Ornamenta sacra comme vestige sensoriel subjectif et élastique
Rapport de l’écrivain, traducteur et copiste gréco-orthodoxe Nikandros Noukios ayant observé de ses yeux l’extraction de charbon dans les mines de la région de Liège, 1546.
Pour extraire les pierres, les mineurs se couvrent de la tête aux pieds d’un vêtement en lin qui n’avait jamais été blanchi ni même humidifié, avec des trous au niveau des yeux leur permettant de voir. Ils fabriquent ensuite un bâton et le remettent au guide, qui dégage l’entrée de la grotte. D’abord, le guide s’approche du feu comme s’il voulait le faire fuir avec le bâton, mais le feu l’évite et recule légèrement. Puis, comme s’il ne restait plus rien d’inflammable, le feu se réduit miraculeusement. Devenu tout petit, il attend alors calmement dans un coin. La personne vêtue de lin et tenant un bâton à la main doit rester derrière et surveiller le feu presque éteint, tout en le repoussant constamment avec son bâton. Pendant ce temps, les mineurs extraient les pierres. Dès que tout le monde est revenu de la mine, la petite flamme se réveille et le brasier remplit soudainement toute la grotte. Personne n’ose y entrer sans le vêtement dont j’ai parlé plus haut, ou sans le bâton, au risque de se brûler. J’ai vu tout cela de mes propres yeux et je l’ai vécu en pratique : j’ai été émerveillé par ces merveilles de la nature. Je ne peux pas expliquer la cause de ce phénomène, sauf en affirmant que ces choses sont le résultat d’une puissance supérieure et divine. (D’après la traduction française moderne dans NICANDRE DE CORCYRE, Le voyage, p. 96-7)

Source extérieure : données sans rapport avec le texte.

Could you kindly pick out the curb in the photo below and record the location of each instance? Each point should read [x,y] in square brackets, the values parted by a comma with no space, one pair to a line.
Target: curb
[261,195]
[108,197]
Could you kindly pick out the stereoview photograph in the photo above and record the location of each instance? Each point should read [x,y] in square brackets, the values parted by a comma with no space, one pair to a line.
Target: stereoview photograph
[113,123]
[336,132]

Le voyageur curieux s’est tenu à l’écart et a observé. Seule la barrière de la langue le séparait du rituel « divin » qui se déroulait sous ses yeux. En réalité, le bâton « qui repoussait le feu » était une longue perche à laquelle était attachée une bougie. Celle-ci provoquait un départ de feu dans l’espace non ventilé où les gaz toxiques s’étaient accumulés. Le mineur/guide qui gérait le feu était couvert de la tête aux pieds de vêtements en lin mouillés, pour sa propre sécurité. Sans aucun cadre de référence, Nikandros ne pouvait interpréter correctement le spectacle qui se déroulait sous ses yeux. C’est pourquoi nous devons tenter de replacer les rituels et l’expérience du pratiquant dans leur contexte avec toute la prudence nécessaire.
Nikandros faisait partie de la délégation entourant Gerard Veltwyck, qui a parcouru l’Europe de 1545 à 1547 pour les négociations de paix entre le sultan Soliman Ier Le Magnifique et l’empereur Charles Quint. Son rapport a été conservé dans un manuscrit en trois volumes (Apodemiai) écrit sous forme de lettre à un ami.

Chaque objet religieux était imprégné de la tension entre la pratique prescrite et vécue, entre l’utopie et la réalité. La citation suivante de l’anthropologue britannique Tim Ingold s’applique donc parfaitement à la recherche sur l’expérience sensorielle du paroissien de l’époque moyenâgeuse tardive : « the effect of taking the agent-in-an-environment rather than the isolated, self-contained individual as our point of departure is to collapse not only the venerable Durkheimian distinction between the individual and society, but also the division – which has traditionally rested on this distinction – between the two disciplines of anthropology and psychology. I can see no further intellectual justification for continuing to separate these disciplines. For we now recognise that such processes as thinking, perceiving, remembering and learning have to be studied within the ecological contexts of people’s interrelations with their environments. » (The Perception of the Environment, p. 171). La multiplicité des pratiquants et donc des interprétations a inévitablement donné lieu à une vision très colorée et subjective de ce que signifiait une « bonne gestion » des sacrements et des sacramentaux dans la vie quotidienne. Dans la pratique, la frontière entre ce que l’on pouvait faire ou ne pas faire était extrêmement subjective et vague.
Aussi, tant dans la reconstitution de l’environnement d’origine que dans le contexte d’utilisation et l’iconographie, nous nous trouvons face à un jeu d’équilibre entre ce qui était probable et ce qui était certain. Emile Durkheim nous a appris que le monde était constitué d’une couche sacrée (idéologique) et d’une couche profane (tangible), inextricablement liées par des rituels. Ces deux dimensions étaient cruciales pour donner un sens à toute société. Cette « découverte du monde sacré » a fourni aux sociologues, aux anthropologues et à bien d’autres les outils nécessaires pour élaborer des cadres théoriques permettant d’analyser la vie religieuse de manière scientifique. Le danger réside toutefois dans l’utilisation unilatérale des termes « sacré » et « profane », en particulier en raison de l’approche diamétrale qu’ils impliquent.